Python 不带'的爬网表数据；下一步按钮'；用刮痧_Python_Web Scraping_Scrapy

Python 不带'的爬网表数据；下一步按钮'；用刮痧

python web-scraping scrapy

Python 不带'的爬网表数据；下一步按钮'；用刮痧,python,web-scraping,scrapy,Python,Web Scraping,Scrapy,我对Scrapy很陌生，我试图从中获取每页的表数据这是我的代码： import scrapy class UAESpider(scrapy.Spider): name = 'uae_free' allowed_domains = ['https://www.uaeonlinedirectory.com'] start_urls = [ 'https://www.uaeonlinedirectory.com/UFZOnlineDirectory.a

我对

Scrapy

很陌生，我试图从中获取每页的表数据

这是我的代码：

import scrapy

class UAESpider(scrapy.Spider):
    name = 'uae_free'

    allowed_domains = ['https://www.uaeonlinedirectory.com']

    start_urls = [
        'https://www.uaeonlinedirectory.com/UFZOnlineDirectory.aspx?item=A'
    ]
    
    def parse(self, response):
        pages = response.xpath('//table[@class="GridViewStyle"]//tr[12]')

        for page in pages[1:11]:
            rows = page.xpath('//table[@class="GridViewStyle"]//tr')
            for row in rows[1:11]:
                yield {
                    'company_name': row.xpath('.//td[2]//text()').get(),
                    'company_name_link': row.xpath('.//td[2]//a/@href').get(),
                    'zone': row.xpath('.//td[4]//text()').get(),
                    'category': row.xpath('.//td[6]//text()').get(),
                    'category_link': row.xpath('.//td[6]//a/@href').get()
                }

        next_page = response.xpath('//table[@class="GridViewStyle"]//tr[12]//td[11]//a/@href').get()

        if next_page:
            yield scrapy.Request(url=next_page, callback=self.parse)
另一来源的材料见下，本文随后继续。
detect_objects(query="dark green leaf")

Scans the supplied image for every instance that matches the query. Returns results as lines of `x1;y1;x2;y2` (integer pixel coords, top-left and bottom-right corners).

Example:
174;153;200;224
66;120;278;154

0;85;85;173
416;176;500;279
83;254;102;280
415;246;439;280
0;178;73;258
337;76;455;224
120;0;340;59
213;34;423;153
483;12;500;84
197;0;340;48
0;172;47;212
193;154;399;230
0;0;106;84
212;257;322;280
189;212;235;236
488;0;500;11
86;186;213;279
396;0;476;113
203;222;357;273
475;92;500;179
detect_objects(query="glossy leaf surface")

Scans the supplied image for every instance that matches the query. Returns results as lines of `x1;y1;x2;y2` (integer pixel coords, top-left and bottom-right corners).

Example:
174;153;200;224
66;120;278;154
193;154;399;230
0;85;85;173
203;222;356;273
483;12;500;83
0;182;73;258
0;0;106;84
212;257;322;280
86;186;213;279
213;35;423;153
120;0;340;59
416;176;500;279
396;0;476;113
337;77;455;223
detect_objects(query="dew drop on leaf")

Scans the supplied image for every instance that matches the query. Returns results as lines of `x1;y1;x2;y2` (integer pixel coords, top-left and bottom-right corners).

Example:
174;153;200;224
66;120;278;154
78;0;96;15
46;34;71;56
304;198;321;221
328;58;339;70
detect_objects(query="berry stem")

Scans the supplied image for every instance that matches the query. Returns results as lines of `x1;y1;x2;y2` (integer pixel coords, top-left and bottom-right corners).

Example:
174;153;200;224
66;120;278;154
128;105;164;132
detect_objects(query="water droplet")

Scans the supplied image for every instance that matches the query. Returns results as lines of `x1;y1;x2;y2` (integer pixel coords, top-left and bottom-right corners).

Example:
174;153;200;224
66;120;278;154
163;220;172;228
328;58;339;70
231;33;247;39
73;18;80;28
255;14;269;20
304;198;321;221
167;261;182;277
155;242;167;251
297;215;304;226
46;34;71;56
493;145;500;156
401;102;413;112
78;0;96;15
但它不起作用，我得到了这个错误，下面的URL是指向第11页的链接：

ValueError: Missing scheme in request url: javascript:__doPostBack('ctl00$ContentPlaceHolder2$grdDirectory','Page$11')

你们知道怎么修复这个错误吗

更新：

按照@zmike建议的说明进行操作，这就是我目前所做的：

import scrapy
from scrapy.http import FormRequest

URL = 'https://www.uaeonlinedirectory.com/UFZOnlineDirectory.aspx?item=A'

class UAESpider(scrapy.Spider):
    name = 'uae_free'

    allowed_domains = ['https://www.uaeonlinedirectory.com/UFZOnlineDirectory.aspx?item=A']

    start_urls = [
        'https://www.uaeonlinedirectory.com/UFZOnlineDirectory.aspx?item=A'
    ]

    def parse(self, response):
        self.data = {}

        for form_input in response.css('form#aspnetForm input'):
            name = form_input.xpath('@name').extract()[0]
            try:
                value = form_input.xpath('@value').extract()[0]
            except IndexError:
                value = ""
            self.data[name] = value

        self.data['ctl00_ContentPlaceHolder2_panelGrid'] = 'ctl00$ContentPlaceHolder2$grdDirectory'
        self.data['__EVENTTARGET'] = 'ctl00$ContentPlaceHolder2$grdDirectory'
        self.data['__EVENTARGUMENT'] = 'Page$1'

        return FormRequest(url=URL,
                            method='POST',
                            callback=self.parse_page,
                            formdata=self.data,
                            meta={'page':1},
                            dont_filter=True)

    def parse_page(self, response):
        current_page = response.meta['page'] + 1
        rows = response.xpath('//table[@class="GridViewStyle"]//tr')
        for row in rows[1:11]:
            yield {
                'company_name': row.xpath('.//td[2]//text()').get(),
                'company_name_link': row.xpath('.//td[2]//a/@href').get(),
                'zone': row.xpath('.//td[4]//text()').get(),
                'category': row.xpath('.//td[6]//text()').get(),
                'category_link': row.xpath('.//td[6]//a/@href').get()
            }

        return FormRequest(url=URL,
                            method='POST',
                            formdata={
                                '__EVENTARGUMENT': 'Page$%d' % current_page,
                                '__EVENTTARGET': 'ctl00$ContentPlaceHolder2$grdDirectory',
                                'ctl00_ContentPlaceHolder2_panelGrid':'ctl00$ContentPlaceHolder2$grdDirectory',
                                '':''},
                            meta={'page': current_page},
                           dont_filter=True)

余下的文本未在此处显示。